Configuration of PCW happens via a global config file in /etc/pcw.ini. See templates/pcw.ini for a configuration template. To start, copy the template over:

    cp templates/pwc.ini /etc/pcw.ini

CSP credentials

To be able to connect to CSP PCW needs Service Principal details. Depending on namespaces defined in pcw.ini PCW will expect some JSON files to be created under /var/pcw/[namespace name]/[Azure/EC2/GCE].json. See templates/var/example_namespace/ for examples.

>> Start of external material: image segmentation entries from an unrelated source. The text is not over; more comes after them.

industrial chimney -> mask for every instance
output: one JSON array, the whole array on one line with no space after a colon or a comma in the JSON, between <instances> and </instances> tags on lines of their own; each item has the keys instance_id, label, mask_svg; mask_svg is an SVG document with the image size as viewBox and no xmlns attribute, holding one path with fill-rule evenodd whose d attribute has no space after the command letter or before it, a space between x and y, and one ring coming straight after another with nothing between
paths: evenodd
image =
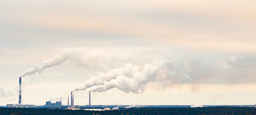
<instances>
[{"instance_id":1,"label":"industrial chimney","mask_svg":"<svg viewBox=\"0 0 256 115\"><path fill-rule=\"evenodd\" d=\"M91 107L91 92L89 92L89 107Z\"/></svg>"},{"instance_id":2,"label":"industrial chimney","mask_svg":"<svg viewBox=\"0 0 256 115\"><path fill-rule=\"evenodd\" d=\"M71 105L71 106L73 105L73 100L72 100L72 96L73 96L73 95L72 94L72 92L71 92L71 103L70 104L70 105Z\"/></svg>"},{"instance_id":3,"label":"industrial chimney","mask_svg":"<svg viewBox=\"0 0 256 115\"><path fill-rule=\"evenodd\" d=\"M21 104L21 77L19 77L19 104Z\"/></svg>"}]
</instances>

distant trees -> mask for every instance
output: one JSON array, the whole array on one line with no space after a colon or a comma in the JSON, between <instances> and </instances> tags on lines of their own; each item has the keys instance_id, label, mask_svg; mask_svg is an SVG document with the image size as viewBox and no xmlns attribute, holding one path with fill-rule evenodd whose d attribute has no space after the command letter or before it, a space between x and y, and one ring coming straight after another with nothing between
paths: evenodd
<instances>
[{"instance_id":1,"label":"distant trees","mask_svg":"<svg viewBox=\"0 0 256 115\"><path fill-rule=\"evenodd\" d=\"M140 108L105 111L63 109L0 108L1 115L255 115L256 108L214 107L201 108Z\"/></svg>"}]
</instances>

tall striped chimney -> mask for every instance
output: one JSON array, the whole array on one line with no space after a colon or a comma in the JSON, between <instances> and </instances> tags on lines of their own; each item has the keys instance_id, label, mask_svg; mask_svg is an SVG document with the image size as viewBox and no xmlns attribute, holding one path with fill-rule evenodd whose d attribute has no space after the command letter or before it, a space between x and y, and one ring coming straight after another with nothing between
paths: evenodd
<instances>
[{"instance_id":1,"label":"tall striped chimney","mask_svg":"<svg viewBox=\"0 0 256 115\"><path fill-rule=\"evenodd\" d=\"M21 77L19 77L19 104L21 104Z\"/></svg>"},{"instance_id":2,"label":"tall striped chimney","mask_svg":"<svg viewBox=\"0 0 256 115\"><path fill-rule=\"evenodd\" d=\"M89 107L91 107L91 92L89 92Z\"/></svg>"},{"instance_id":3,"label":"tall striped chimney","mask_svg":"<svg viewBox=\"0 0 256 115\"><path fill-rule=\"evenodd\" d=\"M72 92L71 92L71 103L70 104L70 105L71 105L71 106L72 106L73 105L73 100L72 100L72 96L73 96L73 95L72 94Z\"/></svg>"},{"instance_id":4,"label":"tall striped chimney","mask_svg":"<svg viewBox=\"0 0 256 115\"><path fill-rule=\"evenodd\" d=\"M69 101L69 97L68 97L68 107L69 107L69 105L70 105L69 104L70 104L70 103Z\"/></svg>"}]
</instances>

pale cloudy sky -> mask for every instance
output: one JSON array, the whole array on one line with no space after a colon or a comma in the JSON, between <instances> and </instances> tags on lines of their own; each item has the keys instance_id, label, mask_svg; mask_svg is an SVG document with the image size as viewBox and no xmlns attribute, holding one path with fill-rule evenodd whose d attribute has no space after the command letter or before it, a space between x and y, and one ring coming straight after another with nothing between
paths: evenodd
<instances>
[{"instance_id":1,"label":"pale cloudy sky","mask_svg":"<svg viewBox=\"0 0 256 115\"><path fill-rule=\"evenodd\" d=\"M158 69L135 82L142 84L105 81L100 86L111 84L110 90L92 92L92 104L254 104L256 5L255 0L0 0L0 105L17 104L19 76L55 56L68 59L23 77L23 104L61 97L66 105L70 92L92 76L131 63L139 74L145 75L146 64ZM88 104L89 91L105 89L98 86L74 93L75 104Z\"/></svg>"}]
</instances>

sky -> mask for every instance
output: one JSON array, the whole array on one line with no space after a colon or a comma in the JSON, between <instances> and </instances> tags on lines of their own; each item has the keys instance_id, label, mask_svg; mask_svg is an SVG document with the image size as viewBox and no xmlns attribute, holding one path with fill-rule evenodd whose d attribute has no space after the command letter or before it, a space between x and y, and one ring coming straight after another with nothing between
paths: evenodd
<instances>
[{"instance_id":1,"label":"sky","mask_svg":"<svg viewBox=\"0 0 256 115\"><path fill-rule=\"evenodd\" d=\"M254 105L256 4L0 0L0 105Z\"/></svg>"}]
</instances>

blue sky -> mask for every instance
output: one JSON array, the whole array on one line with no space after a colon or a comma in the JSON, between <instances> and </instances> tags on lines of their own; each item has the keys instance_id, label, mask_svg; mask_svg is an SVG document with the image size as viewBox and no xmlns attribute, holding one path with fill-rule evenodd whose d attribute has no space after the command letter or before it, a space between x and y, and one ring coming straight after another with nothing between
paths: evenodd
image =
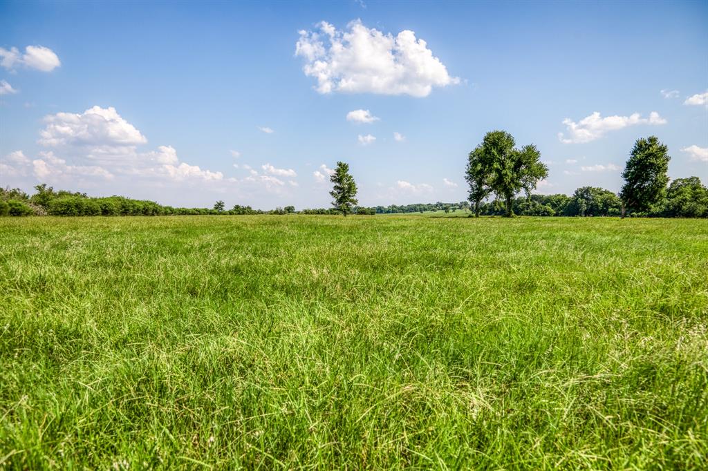
<instances>
[{"instance_id":1,"label":"blue sky","mask_svg":"<svg viewBox=\"0 0 708 471\"><path fill-rule=\"evenodd\" d=\"M462 201L495 129L539 192L617 190L651 134L708 181L704 1L4 1L0 47L4 186L321 207L342 160L363 205Z\"/></svg>"}]
</instances>

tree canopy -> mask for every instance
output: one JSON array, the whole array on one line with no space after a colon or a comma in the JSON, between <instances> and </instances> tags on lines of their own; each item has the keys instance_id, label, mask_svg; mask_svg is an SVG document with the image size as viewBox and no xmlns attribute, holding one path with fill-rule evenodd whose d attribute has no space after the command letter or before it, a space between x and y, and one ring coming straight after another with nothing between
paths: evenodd
<instances>
[{"instance_id":1,"label":"tree canopy","mask_svg":"<svg viewBox=\"0 0 708 471\"><path fill-rule=\"evenodd\" d=\"M513 216L512 200L517 193L523 190L530 194L538 181L548 176L548 167L540 161L541 153L535 146L518 149L515 144L509 133L491 131L470 153L468 161L471 198L482 194L485 188L494 192L505 202L507 216Z\"/></svg>"},{"instance_id":2,"label":"tree canopy","mask_svg":"<svg viewBox=\"0 0 708 471\"><path fill-rule=\"evenodd\" d=\"M620 198L623 217L626 209L649 211L663 197L668 183L670 160L668 148L656 136L636 140L622 174L624 185Z\"/></svg>"},{"instance_id":3,"label":"tree canopy","mask_svg":"<svg viewBox=\"0 0 708 471\"><path fill-rule=\"evenodd\" d=\"M329 181L334 184L332 191L329 192L333 198L332 206L346 216L359 203L356 199L356 182L349 173L349 164L337 162L337 168L334 169Z\"/></svg>"}]
</instances>

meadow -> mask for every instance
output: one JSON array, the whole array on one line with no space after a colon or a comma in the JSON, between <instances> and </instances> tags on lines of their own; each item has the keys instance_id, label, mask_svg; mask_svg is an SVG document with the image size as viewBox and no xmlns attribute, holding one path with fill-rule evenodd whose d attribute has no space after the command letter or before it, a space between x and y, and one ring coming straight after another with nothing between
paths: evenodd
<instances>
[{"instance_id":1,"label":"meadow","mask_svg":"<svg viewBox=\"0 0 708 471\"><path fill-rule=\"evenodd\" d=\"M0 219L0 467L705 466L708 221L442 216Z\"/></svg>"}]
</instances>

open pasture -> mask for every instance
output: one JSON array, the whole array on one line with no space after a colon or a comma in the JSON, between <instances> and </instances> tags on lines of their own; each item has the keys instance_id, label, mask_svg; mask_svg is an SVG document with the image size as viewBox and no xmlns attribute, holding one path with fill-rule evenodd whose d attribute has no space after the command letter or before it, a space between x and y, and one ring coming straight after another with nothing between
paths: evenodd
<instances>
[{"instance_id":1,"label":"open pasture","mask_svg":"<svg viewBox=\"0 0 708 471\"><path fill-rule=\"evenodd\" d=\"M707 322L706 220L6 218L0 467L698 469Z\"/></svg>"}]
</instances>

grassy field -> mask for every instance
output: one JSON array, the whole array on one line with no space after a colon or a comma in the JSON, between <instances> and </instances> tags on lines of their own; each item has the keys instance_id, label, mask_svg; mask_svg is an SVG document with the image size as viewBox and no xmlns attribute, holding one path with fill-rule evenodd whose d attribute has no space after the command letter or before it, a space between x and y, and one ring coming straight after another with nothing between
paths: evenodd
<instances>
[{"instance_id":1,"label":"grassy field","mask_svg":"<svg viewBox=\"0 0 708 471\"><path fill-rule=\"evenodd\" d=\"M0 467L708 459L708 221L0 219Z\"/></svg>"}]
</instances>

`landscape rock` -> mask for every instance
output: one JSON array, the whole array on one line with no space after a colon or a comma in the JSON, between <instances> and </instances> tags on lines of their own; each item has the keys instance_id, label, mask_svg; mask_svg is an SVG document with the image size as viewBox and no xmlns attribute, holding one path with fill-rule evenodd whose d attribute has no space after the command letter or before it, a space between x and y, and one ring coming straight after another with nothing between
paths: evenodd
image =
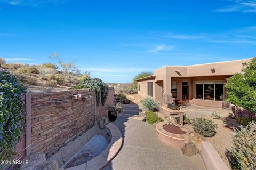
<instances>
[{"instance_id":1,"label":"landscape rock","mask_svg":"<svg viewBox=\"0 0 256 170\"><path fill-rule=\"evenodd\" d=\"M175 117L173 116L171 116L169 117L170 123L171 124L178 124L177 120L175 118Z\"/></svg>"},{"instance_id":2,"label":"landscape rock","mask_svg":"<svg viewBox=\"0 0 256 170\"><path fill-rule=\"evenodd\" d=\"M28 164L21 165L20 166L21 170L32 170L37 165L41 164L46 160L45 158L45 154L42 152L38 152L31 153L29 156L26 156L23 159L24 161L27 160Z\"/></svg>"},{"instance_id":3,"label":"landscape rock","mask_svg":"<svg viewBox=\"0 0 256 170\"><path fill-rule=\"evenodd\" d=\"M199 150L193 142L189 142L188 143L185 143L183 144L182 148L181 148L181 151L183 154L189 157L199 152Z\"/></svg>"},{"instance_id":4,"label":"landscape rock","mask_svg":"<svg viewBox=\"0 0 256 170\"><path fill-rule=\"evenodd\" d=\"M33 170L59 170L59 164L55 160L49 160L37 165Z\"/></svg>"}]
</instances>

PCW supports email notifications about left-over instances. See the notify section therein and their corresponding comments.

Build and run

# Setup virtual environment
virtualenv env
source env/bin/activate
pip install -r requirements.txt


## Configuration steps, only required once to setup the database and user
# Setup database
python manage.py migrate
# Setup superuser (OPTIONAL)
python manage.py createsuperuser --email admin@example.com --username admin
python manage.py collectstatic


## Running the webapp server
python manage.py runserver

By default, PCW runs on http://127.0.0.1:8000/

PCW in container

Available containers

In containers folder you main find several Dockerfiles to build several different images:

Execution

You can use the already build containers within this repository:

podman pull ghcr.io/suse/pcw_main:latest
podman pull ghcr.io/suse/pcw_k8s:latest

The PCW container supports two volumes to be mounted:

  • (required) /etc/pcw.ini - configuration ini file
  • (optional) /pcw/db - volume where the database file is stored

To create a container using e.g. the data directory /srv/pcw for both volumes and expose port 8000, run the following:

podman create --hostname pcw --name pcw -v /srv/pcw/pcw.ini:/etc/pcw.ini -v /srv/pcw/db:/pcw/db -v <local creds storage>:/var/pcw -p 8000:8000/tcp ghcr.io/suse/pcw_main:latest
podman start pcw

The pcw container runs by default the /pcw/container-startup startup helper script. You can interact with it by running

podman exec pcw /pcw/container-startup help

podman run -ti --rm --hostname pcw --name pcw -v /srv/pcw/pcw.ini:/etc/pcw.ini -v <local creds storage>:/var/pcw -v /srv/pcw/db:/pcw/db -p 8000:8000/tcp ghcr.io/suse/pcw_main:latest /pcw/container-startup help

To create an user within the created container named pcw, run

podman exec pcw /pcw/container-startup createuser admin USE_A_STRONG_PASSWORD

Devel version

There is devel version of container file. Main difference is that source files are not copied into image but expected to be mounted via volume. This ease development in environment close as much as possible to production run.

Expected use would be :

make container-devel
podman run  -v <local path to ini file>:/etc/pcw.ini -v <local creds storage>:/var/pcw -v <path to this folder>:/pcw  -t pcw-devel "python3 manage.py <any command available>"

Test and debug

Testing

virtualenv .
source bin/activate
pip install -r requirements_test.txt
make test

The tests contain a Selenium test for the webUI that uses Podman. Make sure that you have the latest geckodriver installed anywhere in your PATH and that the podman.socket is enabled: systemctl --user enable --now podman.socket

Set the SKIP_SELENIUM environment variable when running pytest or make test to skip the Selenium test.

Debug

To simplify problem investigation pcw has several django commands :

cleanup

updaterun

dumpstate

rmclusters

those allows triggering core functionality without web UI. It is highly recommended to use dry_run = True in pcw.ini in such cases.